The resolver provides hostname resolution using a "hostname.local" naming scheme.

mDNS will only be activated for the connection if both the systemd-resolved's global setting (MulticastDNS= in resolved.conf(5)) and the network manager's per-connection setting is enabled. By default systemd-resolved enables mDNS responder, but both systemd-networkd and NetworkManager do not enable it for connections.

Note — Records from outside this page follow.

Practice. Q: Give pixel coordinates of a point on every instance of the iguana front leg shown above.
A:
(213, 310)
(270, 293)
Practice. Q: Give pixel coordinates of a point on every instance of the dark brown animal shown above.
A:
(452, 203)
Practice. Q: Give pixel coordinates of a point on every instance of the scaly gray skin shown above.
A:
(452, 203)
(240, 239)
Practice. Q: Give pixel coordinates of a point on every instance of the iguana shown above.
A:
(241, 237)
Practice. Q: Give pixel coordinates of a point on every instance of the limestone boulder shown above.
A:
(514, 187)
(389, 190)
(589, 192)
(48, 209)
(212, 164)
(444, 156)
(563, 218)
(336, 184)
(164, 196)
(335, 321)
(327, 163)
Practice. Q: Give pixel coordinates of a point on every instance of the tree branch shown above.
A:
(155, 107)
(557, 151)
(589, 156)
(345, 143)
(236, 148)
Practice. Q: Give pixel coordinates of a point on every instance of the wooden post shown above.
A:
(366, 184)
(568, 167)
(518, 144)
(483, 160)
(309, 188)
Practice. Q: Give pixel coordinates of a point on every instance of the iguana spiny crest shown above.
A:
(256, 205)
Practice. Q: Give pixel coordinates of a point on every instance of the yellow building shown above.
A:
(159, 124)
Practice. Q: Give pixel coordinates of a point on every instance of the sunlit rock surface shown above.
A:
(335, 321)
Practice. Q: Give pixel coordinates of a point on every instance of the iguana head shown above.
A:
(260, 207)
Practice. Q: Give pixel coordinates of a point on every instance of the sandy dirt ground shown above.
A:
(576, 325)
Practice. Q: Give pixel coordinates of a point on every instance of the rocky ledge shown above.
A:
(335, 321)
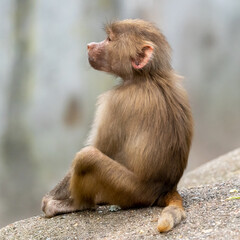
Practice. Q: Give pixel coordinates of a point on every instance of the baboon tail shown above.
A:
(172, 214)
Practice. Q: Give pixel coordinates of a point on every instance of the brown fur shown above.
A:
(141, 136)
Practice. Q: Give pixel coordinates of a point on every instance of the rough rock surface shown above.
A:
(212, 213)
(220, 169)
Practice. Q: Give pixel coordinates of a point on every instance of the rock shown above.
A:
(220, 169)
(210, 215)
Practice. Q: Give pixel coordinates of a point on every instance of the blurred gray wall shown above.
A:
(48, 91)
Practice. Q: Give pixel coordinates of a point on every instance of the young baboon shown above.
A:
(139, 144)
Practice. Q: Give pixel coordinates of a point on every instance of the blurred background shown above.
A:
(48, 90)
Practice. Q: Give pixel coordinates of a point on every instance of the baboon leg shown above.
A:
(173, 213)
(58, 200)
(95, 174)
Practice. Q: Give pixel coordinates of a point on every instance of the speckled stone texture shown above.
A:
(212, 213)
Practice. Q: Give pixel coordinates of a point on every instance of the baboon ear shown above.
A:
(143, 58)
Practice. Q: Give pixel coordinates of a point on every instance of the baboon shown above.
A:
(139, 144)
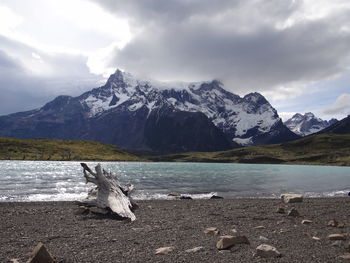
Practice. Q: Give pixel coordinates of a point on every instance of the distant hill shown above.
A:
(307, 124)
(147, 115)
(49, 149)
(321, 149)
(340, 127)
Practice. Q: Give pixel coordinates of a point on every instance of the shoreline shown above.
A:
(74, 237)
(181, 161)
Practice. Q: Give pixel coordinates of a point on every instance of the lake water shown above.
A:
(48, 181)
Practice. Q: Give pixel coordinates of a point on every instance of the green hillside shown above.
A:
(322, 149)
(48, 149)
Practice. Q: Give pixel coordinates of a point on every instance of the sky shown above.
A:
(295, 52)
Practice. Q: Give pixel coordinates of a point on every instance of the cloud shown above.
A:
(249, 45)
(340, 107)
(30, 77)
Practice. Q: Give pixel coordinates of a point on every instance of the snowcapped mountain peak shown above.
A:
(238, 117)
(309, 115)
(307, 124)
(255, 97)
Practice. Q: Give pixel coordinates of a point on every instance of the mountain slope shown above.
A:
(307, 124)
(320, 149)
(128, 112)
(66, 150)
(340, 127)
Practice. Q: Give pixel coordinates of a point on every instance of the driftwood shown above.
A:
(109, 193)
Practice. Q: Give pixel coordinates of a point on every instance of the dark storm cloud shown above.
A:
(29, 77)
(246, 44)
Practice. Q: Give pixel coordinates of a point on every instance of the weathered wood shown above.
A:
(109, 193)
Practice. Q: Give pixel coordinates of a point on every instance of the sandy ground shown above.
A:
(73, 237)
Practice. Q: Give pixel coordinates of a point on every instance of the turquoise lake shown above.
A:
(64, 181)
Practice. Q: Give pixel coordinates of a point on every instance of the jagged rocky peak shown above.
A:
(127, 111)
(239, 118)
(307, 124)
(57, 103)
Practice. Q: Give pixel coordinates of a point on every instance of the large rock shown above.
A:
(226, 242)
(293, 212)
(212, 231)
(306, 222)
(292, 198)
(267, 251)
(40, 255)
(195, 250)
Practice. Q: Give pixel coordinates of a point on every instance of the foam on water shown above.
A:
(63, 181)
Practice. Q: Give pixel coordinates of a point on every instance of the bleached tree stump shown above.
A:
(109, 193)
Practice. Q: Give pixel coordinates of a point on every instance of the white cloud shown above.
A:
(341, 106)
(286, 115)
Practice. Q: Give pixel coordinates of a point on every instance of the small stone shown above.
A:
(212, 231)
(259, 227)
(280, 210)
(292, 198)
(345, 256)
(82, 210)
(306, 222)
(337, 243)
(216, 197)
(262, 238)
(98, 210)
(195, 250)
(267, 251)
(293, 212)
(337, 237)
(333, 223)
(229, 241)
(40, 255)
(164, 250)
(174, 194)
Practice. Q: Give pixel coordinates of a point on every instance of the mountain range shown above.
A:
(148, 115)
(307, 124)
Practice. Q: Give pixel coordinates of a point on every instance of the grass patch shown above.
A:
(322, 149)
(61, 150)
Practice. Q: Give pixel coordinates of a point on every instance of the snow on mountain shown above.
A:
(239, 118)
(307, 124)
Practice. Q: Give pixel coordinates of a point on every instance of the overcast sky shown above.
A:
(295, 52)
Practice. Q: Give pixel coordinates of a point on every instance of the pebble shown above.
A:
(345, 256)
(259, 227)
(306, 222)
(333, 223)
(267, 251)
(212, 231)
(337, 237)
(293, 212)
(292, 198)
(226, 242)
(164, 250)
(195, 250)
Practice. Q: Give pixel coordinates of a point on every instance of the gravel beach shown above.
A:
(74, 237)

Tip: The default for all NetworkManager connections can be set by creating a configuration file in /etc/NetworkManager/conf.d/ and setting connection.mdns= in the [connection] section. For example the following will enable mDNS resolver for all connections:
/etc/NetworkManager/conf.d/mdns.conf
[connection]
connection.mdns=1

See NetworkManager.conf(5).

If you plan to use mDNS and use a firewall, make sure to open UDP port 5353.

LLMNR

Link-Local Multicast Name Resolution is a hostname resolution protocol created by Microsoft.

LLMNR will only be activated for the connection if both the systemd-resolved's global setting (LLMNR= in resolved.conf(5)) and the network manager's per-connection setting is enabled. By default systemd-resolved enables LLMNR responder, systemd-networkd enables it by default and NetworkManager does not have a setting to control it.

For systemd-networkd the setting is LLMNR= in the [Network] section. See systemd.network(5).

Warning: Since NetworkManager lacks control over per-connection LLMNR setting, if do not plan to use LLMNR the only option is to disable it globally in resolved.conf(5). E.g.:
/etc/systemd/resolved.conf.d/disable_llmnr.conf
[Resolve]
LLMNR=false

If you plan to use LLMNR and use a firewall, make sure to open UDP and TCP ports 5355.

Lookup

To query DNS records, mDNS or LLMNR hosts you can use the resolvectl utility.

For example, to query a DNS record:

$ resolvectl query archlinux.org
archlinux.org: 2a01:4f8:172:1d86::1
               138.201.81.199

-- Information acquired via protocol DNS in 48.4ms.